Page:Bernhardt - Mémoires, ma double vie, 1907.djvu/494

La bibliothèque libre.
Le texte de cette page a été corrigé et est conforme au fac-similé.

debout, les deux mains sur la table qui portait un flambeau allumé. On cria dans la salle, car mes cheveux étaient près de la flamme. Le lendemain, un journal disait que, sentant la partie perdue, j’avais voulu mettre le feu à mes cheveux pour faire cesser la représentation avant mon échec complet. C’était le comble des combles de la stupidité.

La presse ne fut pas bonne. Et la presse avait raison. J’avais été inférieure, laide et en méchante humeur ; mais je trouvais qu’on manquait de courtoisie et d’indulgence à mon égard. Auguste Vitu, dans Le Figaro du 18 avril 1880, terminait son article par cette phrase :


La nouvelle Clorinde (l’Aventurière) a eu pendant les deux derniers actes des mouvements de corps et de bras qu’il serait fâcheux d’emprunter à la grande Virginie de L’Assommoir pour les introduire à la Comédie-Française.


Le seul défaut que je n’ai jamais eu et que je ne pourrai jamais avoir, c’est la vulgarité. C’était donc une injustice et un parti pris de me froisser. Vitu, du reste, n’était pas mon ami.
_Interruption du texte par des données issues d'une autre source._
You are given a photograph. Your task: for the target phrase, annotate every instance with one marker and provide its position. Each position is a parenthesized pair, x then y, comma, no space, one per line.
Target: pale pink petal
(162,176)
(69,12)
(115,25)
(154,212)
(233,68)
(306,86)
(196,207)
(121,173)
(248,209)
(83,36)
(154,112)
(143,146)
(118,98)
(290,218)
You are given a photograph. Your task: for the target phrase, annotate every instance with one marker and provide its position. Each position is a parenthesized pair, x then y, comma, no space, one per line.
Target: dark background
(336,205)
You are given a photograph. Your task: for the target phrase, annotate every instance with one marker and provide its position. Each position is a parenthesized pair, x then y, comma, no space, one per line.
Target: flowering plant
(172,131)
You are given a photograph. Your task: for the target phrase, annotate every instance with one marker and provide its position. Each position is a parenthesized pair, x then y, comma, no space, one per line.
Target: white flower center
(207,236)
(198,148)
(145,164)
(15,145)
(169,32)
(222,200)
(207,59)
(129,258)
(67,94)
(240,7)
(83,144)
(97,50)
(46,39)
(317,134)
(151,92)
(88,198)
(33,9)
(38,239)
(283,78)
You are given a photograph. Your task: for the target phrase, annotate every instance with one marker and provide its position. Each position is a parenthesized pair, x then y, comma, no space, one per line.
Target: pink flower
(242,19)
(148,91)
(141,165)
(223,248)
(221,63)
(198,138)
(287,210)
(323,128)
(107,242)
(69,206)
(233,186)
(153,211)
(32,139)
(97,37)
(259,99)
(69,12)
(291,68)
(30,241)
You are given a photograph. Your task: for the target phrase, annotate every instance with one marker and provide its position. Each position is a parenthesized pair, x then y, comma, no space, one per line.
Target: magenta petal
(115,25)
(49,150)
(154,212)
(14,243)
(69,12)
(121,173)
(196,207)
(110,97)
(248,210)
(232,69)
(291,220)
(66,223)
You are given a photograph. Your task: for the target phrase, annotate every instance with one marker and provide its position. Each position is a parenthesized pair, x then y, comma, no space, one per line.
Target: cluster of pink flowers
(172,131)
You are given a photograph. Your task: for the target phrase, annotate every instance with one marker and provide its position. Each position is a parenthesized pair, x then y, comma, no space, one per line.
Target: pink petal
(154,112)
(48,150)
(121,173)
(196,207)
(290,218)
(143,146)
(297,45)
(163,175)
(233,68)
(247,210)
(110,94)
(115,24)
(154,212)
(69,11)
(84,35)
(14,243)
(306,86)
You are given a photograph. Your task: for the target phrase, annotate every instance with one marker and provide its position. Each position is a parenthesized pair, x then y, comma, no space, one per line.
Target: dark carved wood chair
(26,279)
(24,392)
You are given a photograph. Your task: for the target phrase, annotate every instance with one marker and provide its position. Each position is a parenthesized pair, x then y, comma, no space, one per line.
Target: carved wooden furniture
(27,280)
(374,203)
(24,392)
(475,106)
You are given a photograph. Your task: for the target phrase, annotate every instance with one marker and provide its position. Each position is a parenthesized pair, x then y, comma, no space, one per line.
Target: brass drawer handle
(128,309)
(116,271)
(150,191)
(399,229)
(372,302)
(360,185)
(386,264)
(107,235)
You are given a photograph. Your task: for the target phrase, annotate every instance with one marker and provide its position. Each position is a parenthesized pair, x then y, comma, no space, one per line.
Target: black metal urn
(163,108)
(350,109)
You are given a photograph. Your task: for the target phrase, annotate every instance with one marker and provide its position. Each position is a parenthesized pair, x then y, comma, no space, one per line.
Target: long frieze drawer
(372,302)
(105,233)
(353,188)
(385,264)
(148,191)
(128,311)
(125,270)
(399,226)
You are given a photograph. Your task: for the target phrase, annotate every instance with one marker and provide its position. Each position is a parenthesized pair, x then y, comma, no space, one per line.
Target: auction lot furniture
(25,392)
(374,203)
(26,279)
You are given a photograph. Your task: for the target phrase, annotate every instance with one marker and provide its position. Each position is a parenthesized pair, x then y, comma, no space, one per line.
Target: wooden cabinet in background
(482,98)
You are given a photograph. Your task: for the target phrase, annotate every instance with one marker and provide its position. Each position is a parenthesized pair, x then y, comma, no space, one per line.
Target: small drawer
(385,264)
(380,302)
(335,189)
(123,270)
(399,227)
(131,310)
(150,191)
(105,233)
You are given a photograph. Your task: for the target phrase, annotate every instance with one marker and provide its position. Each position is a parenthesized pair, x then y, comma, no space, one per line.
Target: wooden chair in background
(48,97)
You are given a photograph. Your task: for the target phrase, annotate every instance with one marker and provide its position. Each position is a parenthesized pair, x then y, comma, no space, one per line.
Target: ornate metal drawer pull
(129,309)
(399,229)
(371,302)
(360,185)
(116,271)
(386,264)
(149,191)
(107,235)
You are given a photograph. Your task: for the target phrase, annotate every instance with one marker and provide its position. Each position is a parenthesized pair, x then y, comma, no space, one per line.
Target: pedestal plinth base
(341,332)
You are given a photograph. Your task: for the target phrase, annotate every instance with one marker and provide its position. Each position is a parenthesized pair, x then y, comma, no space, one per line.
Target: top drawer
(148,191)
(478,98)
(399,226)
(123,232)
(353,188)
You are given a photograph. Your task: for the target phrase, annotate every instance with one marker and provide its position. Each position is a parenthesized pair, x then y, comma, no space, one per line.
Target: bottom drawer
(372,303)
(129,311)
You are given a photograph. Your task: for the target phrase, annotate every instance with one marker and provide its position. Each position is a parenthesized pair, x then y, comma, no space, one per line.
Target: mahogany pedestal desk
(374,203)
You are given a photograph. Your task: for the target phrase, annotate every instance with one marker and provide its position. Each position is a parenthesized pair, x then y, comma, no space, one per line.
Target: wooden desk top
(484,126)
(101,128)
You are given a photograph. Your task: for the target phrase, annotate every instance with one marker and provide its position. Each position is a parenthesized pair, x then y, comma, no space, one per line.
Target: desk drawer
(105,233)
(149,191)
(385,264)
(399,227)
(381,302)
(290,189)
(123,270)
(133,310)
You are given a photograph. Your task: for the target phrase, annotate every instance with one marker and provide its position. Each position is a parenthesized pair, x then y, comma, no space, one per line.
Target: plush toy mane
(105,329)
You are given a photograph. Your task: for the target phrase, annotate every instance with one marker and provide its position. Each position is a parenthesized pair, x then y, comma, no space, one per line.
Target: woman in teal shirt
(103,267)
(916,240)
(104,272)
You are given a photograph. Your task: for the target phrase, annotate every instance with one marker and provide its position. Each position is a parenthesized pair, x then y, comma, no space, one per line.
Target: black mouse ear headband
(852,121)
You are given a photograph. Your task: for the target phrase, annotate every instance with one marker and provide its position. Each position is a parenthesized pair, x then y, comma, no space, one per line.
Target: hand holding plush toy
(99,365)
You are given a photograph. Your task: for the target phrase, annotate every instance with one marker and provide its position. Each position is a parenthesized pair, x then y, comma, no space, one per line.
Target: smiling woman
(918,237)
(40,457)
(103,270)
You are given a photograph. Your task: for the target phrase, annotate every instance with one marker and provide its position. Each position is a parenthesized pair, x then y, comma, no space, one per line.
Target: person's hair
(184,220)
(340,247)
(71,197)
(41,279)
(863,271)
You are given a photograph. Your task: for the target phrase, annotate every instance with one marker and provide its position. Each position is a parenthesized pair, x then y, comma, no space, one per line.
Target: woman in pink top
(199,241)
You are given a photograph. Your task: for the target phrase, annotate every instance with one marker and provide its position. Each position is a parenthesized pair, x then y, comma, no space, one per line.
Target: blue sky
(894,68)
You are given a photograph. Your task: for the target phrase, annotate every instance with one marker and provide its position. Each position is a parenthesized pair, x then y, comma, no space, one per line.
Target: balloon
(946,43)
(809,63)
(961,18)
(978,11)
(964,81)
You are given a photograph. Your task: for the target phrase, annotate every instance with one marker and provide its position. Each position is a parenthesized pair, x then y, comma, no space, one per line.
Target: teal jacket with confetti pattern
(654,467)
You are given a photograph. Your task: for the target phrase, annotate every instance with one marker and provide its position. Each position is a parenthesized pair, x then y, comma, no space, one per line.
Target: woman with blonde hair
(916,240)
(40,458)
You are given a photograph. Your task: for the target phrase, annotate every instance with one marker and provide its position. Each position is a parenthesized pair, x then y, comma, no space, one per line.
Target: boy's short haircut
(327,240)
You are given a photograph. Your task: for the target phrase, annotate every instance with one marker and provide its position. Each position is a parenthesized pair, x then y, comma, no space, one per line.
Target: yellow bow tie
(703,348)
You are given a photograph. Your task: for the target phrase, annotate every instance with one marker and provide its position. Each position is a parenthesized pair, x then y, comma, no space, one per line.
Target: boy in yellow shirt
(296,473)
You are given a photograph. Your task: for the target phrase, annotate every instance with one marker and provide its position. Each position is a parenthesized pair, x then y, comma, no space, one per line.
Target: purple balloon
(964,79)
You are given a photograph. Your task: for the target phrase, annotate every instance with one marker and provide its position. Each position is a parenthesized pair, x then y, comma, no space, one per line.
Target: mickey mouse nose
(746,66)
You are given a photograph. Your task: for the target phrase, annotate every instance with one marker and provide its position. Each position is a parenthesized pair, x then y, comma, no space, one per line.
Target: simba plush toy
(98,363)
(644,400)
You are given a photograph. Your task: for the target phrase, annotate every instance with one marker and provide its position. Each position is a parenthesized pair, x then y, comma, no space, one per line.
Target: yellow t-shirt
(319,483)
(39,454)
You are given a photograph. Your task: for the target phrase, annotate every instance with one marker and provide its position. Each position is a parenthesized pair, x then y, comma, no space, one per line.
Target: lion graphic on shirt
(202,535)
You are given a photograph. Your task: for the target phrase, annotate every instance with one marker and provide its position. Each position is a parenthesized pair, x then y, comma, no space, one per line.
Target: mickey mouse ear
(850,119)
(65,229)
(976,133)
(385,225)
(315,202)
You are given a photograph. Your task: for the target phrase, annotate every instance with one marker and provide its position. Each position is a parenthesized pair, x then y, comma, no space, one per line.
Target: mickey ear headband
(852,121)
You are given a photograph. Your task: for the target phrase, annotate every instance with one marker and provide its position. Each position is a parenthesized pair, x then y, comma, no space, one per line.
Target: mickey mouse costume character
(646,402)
Je compris à cette façon de m’attaquer que les petites haines dressaient leurs petites têtes de serpent à sonnettes. Tout le bas petit monde vipérin grouillait sous mes fleurs et mes lauriers, je le savais depuis longtemps. J’entendais parfois à la cantonade le cliquetis de leurs petits anneaux. Je voulus me donner la joie de les faire sonner tous à la fois. Je jetai mes lauriers et mes fleurs aux quatre vents. Je rompis brutalement le contrat qui me liait à la Comédie-Française et par cela même à Paris.